Review by Terry Gaisin
How fitting that Oscar Wilde’s final satirical farce would be selected by Patrick Young as his final directorial effort with UTM’s Theatre Erindale. Our Arts Review has critiqued about 70 continual Erindale presentations since 2003 and have had the opportunity to witness a dozen productions under Young’s thespian management. All of them were noteworthy and thought provoking. No doubt, this is because the man has the innate capacity to discover the essence and motivation behind each playwright’s rationale. He is a consummate examiner; researcher, and thus his results always succeed.   Photo by Jim Smagata; UTM

Himes; Bennet; Pottinger; Nguyen; Thorne; Wamsley & McDonald

            The 1895 play ‘IMPORTANCE of BEING EARNEST’ plot deals with two young fops who have created alter-egos to pretext vacating social responsibilities. One of the two refers to such subterfuge as ‘Bunbury-ing’ which has become eponymous for such behavior. The play paraphrases the Scottish poem (Marmion) expounding negative consequences resulting from ‘What a tangled web we weave, etc.’. Young allows his cast members the opportunity to underscore their dialogues with personal traits thereby enhancing individual portrayals.
The two friends, Algernon & John (aka Ernest) are played by John Wamsley & Thinh Nguyen respectively. Walmsley brings a world-weary indolence to his character; while Nguyen is by far the more emotional of the two. Algernon has a domineering aunt and a winsome cousin who is the matrimonial object of his friend John (or oftimes Jack). The cousin is playfully represented by Emily Thorne who utilizes every possible facial expression, including over-wattage smiles to emphasize emotion. She also has the 2nd best costumes! The other love interest is Nguyen’s ward ‘Cecily’ and Katie McDonald brings an ingenuousness to her role that appears natural and innate. All the above display an inordinate chemistry in their interactions; both as friends and briefly adversaries.  Just another of Young’s directorial phenomena.
There are two compelling support roles. The arrogant status-calculating aunt is played by Shaquille Pottinger towers over the other cast members. Not only physically, but in haughty condescension. He (She) can almost demolish those around Lady Bracknell [Aunt Augusta] with a laser-like stare that could kill if given full voltage. Milady has an incredible set of costuming and a faultless wig certainly well- suited to carry the ‘fascinator’ millinery that wardrobe provided. Pottinger can also be very expressive with a fancy walking stick which somehow becomes a non-verbal articulation. The other major support roll is two: – first act’s Caleb Harwood is Algernon’s manservant; and after-interval; John’s butler.
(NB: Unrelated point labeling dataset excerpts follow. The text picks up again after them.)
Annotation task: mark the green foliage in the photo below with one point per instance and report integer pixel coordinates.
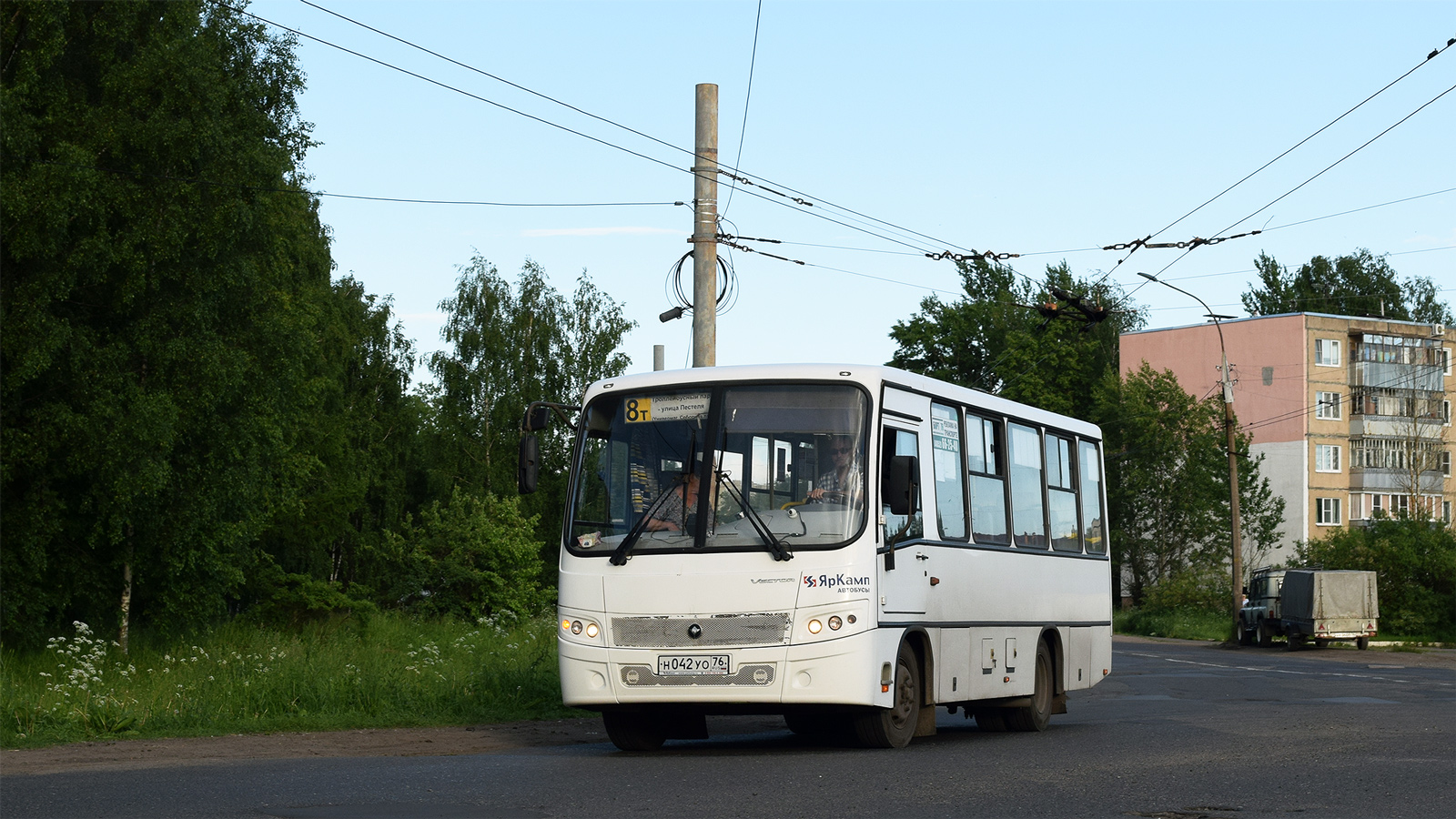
(291, 601)
(513, 347)
(153, 329)
(1158, 436)
(1356, 285)
(470, 559)
(994, 339)
(1416, 564)
(1203, 588)
(1179, 624)
(242, 678)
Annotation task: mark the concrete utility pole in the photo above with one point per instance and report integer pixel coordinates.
(705, 228)
(1234, 487)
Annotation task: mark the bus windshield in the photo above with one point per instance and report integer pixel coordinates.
(732, 468)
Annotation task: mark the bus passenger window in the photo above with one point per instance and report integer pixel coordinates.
(1026, 511)
(900, 526)
(950, 494)
(1089, 470)
(1062, 496)
(987, 482)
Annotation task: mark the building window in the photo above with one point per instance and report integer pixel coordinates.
(1327, 405)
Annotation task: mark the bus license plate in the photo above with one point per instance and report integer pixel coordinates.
(669, 665)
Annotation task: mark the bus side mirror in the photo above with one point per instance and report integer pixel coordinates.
(902, 484)
(538, 417)
(528, 470)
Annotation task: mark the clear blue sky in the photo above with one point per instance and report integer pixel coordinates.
(1041, 128)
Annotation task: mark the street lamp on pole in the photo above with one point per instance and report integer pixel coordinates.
(1234, 457)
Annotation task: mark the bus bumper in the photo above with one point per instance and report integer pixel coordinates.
(830, 672)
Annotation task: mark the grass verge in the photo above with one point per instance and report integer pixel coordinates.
(1184, 624)
(385, 672)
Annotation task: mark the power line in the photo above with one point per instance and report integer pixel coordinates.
(1341, 159)
(1135, 247)
(305, 191)
(747, 96)
(723, 169)
(1307, 138)
(533, 116)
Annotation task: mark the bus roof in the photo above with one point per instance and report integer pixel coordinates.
(871, 376)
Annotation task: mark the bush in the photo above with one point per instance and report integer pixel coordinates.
(1193, 589)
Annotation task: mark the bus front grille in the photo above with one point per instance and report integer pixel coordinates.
(718, 630)
(640, 676)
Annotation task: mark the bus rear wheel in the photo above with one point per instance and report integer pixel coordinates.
(895, 726)
(1037, 716)
(633, 731)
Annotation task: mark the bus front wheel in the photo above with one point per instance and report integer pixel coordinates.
(895, 726)
(633, 731)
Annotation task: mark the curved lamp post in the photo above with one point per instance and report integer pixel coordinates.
(1234, 457)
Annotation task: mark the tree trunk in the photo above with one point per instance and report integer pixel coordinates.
(126, 595)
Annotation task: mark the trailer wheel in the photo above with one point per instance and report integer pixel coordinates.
(1038, 714)
(895, 726)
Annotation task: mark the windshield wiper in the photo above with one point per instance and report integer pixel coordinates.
(776, 548)
(619, 555)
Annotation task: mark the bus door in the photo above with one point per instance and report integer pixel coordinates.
(905, 576)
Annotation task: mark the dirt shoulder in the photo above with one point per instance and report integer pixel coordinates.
(131, 753)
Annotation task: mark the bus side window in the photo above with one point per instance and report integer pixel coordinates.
(1026, 504)
(987, 481)
(950, 491)
(900, 526)
(1062, 496)
(1089, 468)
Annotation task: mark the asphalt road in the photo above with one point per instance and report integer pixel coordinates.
(1178, 731)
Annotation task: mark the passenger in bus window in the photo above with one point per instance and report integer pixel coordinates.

It is as such that Harwood shows how to convey tons of non-verbiage just with how one opens and closes doors!
The highly pivotal rolls of Governess/teacher and local minister are supplied by Sarah Hime and Spencer Bennett.  While their on-stage time is limited, both give full measure of support and role contribution to the totality of the presentation.
The sets and properties provide the environment expected for both the time and social standard of the fin de siècle era. Such attention to detail is a hallmark of Erindale presentations even considering the constraints of a limited budget. THE IMPORTANCE of BEING EARNEST will be at Erindale until Mar. 26th.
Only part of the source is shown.